Facets: AER, amplifiers, effects, philosophy, set-up, @musings info

Weight reduction

As you may have noticed, I stopped drinking the "tube-amp cool aid" about a year ago. I bought a digital modeling processor, sold my tube amps, and didn't look back. That was the first step on the road to reducing the mass of gear I have to lug.

My old rig (guitar in hardshell case, Vibro-King, guitar, small pedalboard, small gig bag and a luggage cart to carry all that) tipped the scale at about 110 pounds. The luggage cart made the load just barely tolerable; steps, curbs, and uneven ground were still challenging.

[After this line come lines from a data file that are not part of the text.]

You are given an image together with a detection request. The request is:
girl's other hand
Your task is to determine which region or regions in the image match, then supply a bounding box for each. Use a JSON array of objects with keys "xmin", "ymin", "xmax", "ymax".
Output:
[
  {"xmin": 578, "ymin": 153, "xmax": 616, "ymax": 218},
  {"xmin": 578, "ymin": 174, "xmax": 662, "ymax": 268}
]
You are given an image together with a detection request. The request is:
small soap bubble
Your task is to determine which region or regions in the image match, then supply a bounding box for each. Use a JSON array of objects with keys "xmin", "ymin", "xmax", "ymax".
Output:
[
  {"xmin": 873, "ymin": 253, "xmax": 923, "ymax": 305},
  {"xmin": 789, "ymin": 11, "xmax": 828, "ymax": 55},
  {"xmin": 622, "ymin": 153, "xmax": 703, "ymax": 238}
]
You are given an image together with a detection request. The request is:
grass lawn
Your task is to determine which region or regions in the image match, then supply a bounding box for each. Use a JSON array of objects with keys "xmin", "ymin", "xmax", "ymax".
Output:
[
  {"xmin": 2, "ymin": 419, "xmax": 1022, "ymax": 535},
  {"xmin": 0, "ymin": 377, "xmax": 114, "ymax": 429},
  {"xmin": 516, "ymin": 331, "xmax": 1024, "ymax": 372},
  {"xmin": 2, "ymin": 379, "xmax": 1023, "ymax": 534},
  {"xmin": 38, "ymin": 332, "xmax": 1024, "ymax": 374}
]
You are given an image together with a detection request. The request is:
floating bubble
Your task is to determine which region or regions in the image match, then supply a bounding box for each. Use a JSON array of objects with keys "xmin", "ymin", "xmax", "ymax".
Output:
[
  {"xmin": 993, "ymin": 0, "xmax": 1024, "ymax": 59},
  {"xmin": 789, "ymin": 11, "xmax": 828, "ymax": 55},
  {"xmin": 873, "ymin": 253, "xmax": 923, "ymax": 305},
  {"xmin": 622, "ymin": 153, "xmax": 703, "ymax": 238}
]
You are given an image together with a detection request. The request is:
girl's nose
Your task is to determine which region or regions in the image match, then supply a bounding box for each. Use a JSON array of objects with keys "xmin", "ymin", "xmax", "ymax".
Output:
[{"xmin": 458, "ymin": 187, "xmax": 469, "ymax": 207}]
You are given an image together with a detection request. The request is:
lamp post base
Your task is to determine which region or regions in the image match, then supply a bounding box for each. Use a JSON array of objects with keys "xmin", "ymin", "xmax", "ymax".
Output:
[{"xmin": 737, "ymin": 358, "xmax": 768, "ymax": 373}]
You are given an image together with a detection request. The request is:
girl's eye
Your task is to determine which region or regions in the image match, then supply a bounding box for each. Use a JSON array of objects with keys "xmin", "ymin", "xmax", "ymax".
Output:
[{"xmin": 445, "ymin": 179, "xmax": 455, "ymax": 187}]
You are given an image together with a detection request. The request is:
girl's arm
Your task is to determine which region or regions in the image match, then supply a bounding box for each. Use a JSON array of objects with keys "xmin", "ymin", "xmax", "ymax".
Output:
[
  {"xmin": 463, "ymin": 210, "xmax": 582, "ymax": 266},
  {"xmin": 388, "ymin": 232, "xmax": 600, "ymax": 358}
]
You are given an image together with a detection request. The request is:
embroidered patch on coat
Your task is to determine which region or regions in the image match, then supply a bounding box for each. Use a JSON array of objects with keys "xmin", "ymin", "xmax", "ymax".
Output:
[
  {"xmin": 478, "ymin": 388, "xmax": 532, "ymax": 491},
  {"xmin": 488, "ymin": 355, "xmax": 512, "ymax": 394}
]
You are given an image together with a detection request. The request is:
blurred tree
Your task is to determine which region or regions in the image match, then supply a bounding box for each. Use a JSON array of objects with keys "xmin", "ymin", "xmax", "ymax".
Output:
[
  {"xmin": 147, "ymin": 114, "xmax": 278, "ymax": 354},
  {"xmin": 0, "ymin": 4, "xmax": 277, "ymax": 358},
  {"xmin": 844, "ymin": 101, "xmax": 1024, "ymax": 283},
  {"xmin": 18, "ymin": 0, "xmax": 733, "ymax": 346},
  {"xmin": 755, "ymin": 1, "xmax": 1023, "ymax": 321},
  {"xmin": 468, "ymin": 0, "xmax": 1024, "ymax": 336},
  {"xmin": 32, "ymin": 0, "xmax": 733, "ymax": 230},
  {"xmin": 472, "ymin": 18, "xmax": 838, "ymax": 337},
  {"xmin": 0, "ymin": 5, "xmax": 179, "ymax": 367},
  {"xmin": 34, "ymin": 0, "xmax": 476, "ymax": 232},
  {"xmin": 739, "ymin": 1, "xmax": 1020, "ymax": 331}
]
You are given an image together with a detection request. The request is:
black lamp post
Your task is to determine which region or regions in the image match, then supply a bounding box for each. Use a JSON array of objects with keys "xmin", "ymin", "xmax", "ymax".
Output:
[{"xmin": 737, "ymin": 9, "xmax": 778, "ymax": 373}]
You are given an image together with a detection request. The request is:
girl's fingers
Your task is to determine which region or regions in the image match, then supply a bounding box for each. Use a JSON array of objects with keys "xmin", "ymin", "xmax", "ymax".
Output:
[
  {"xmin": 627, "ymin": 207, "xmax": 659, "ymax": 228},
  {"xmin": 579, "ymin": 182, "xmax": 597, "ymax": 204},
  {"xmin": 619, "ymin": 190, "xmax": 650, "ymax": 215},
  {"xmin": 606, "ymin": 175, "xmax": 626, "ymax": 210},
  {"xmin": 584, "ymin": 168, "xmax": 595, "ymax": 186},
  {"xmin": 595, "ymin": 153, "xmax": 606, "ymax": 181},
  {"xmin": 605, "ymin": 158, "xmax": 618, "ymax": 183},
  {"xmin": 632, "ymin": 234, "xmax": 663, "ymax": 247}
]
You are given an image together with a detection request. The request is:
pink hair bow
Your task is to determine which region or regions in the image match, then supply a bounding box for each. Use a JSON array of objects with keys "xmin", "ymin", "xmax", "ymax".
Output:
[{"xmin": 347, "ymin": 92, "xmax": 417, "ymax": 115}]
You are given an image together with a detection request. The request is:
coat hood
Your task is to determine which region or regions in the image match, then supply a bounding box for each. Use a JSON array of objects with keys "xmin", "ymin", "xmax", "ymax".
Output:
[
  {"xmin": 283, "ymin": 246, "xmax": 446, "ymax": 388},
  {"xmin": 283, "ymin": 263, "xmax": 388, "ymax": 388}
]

The digital rig (same guitar, GT-8, stereo DI, and gig bag) weighs just 40 pounds. Half of that is the guitar in its hardshell case. When I play at venues where I can rely on the house sound system, I can walk in with my guitar in hand and the gig bag over my shoulder.

When I've had to provide my own amplification, I've had a selection of small powered speakers to pair with the GT-8. That powered speaker added 30 to 35 pounds to my rig and made it more difficult to carry in one trip. What I really needed is a 20-pound amp with effects.

Of course a 20-pound weight limit rules out any tube amp of more than 5 watts. A low-powered tube amp may be sufficient for playing single-note lines or distorted chords in a mic'd venue, but has limited headroom and low end. It was clear that I'd have to stay with a solid-state amp for the power to weight ratio.

My first "hand-carry" amp was a Roland Cube-30X. With its amp models and built-in effects, this is a good amp for rock. It'll hang with a disciplined drummer and could be used in a mic'd venue. On the downside, the low-end response and effects quality are not suited for solo guitar gigs.

To cover the needs of solo guitar performances I bought an AER Compact 60. This is an acoustic instrument amplifier with built-in effects. The frequency response and effects quality are far superior to the Cube-30X (should be, for the price); the amp comes with a carrying case with pouches (good substitute for a gig bag for the essentials) and a shoulder strap.

Now I can walk into any gig with just 40 pounds of gear. That's down from 110 pounds just over a year ago - a significant weight reduction.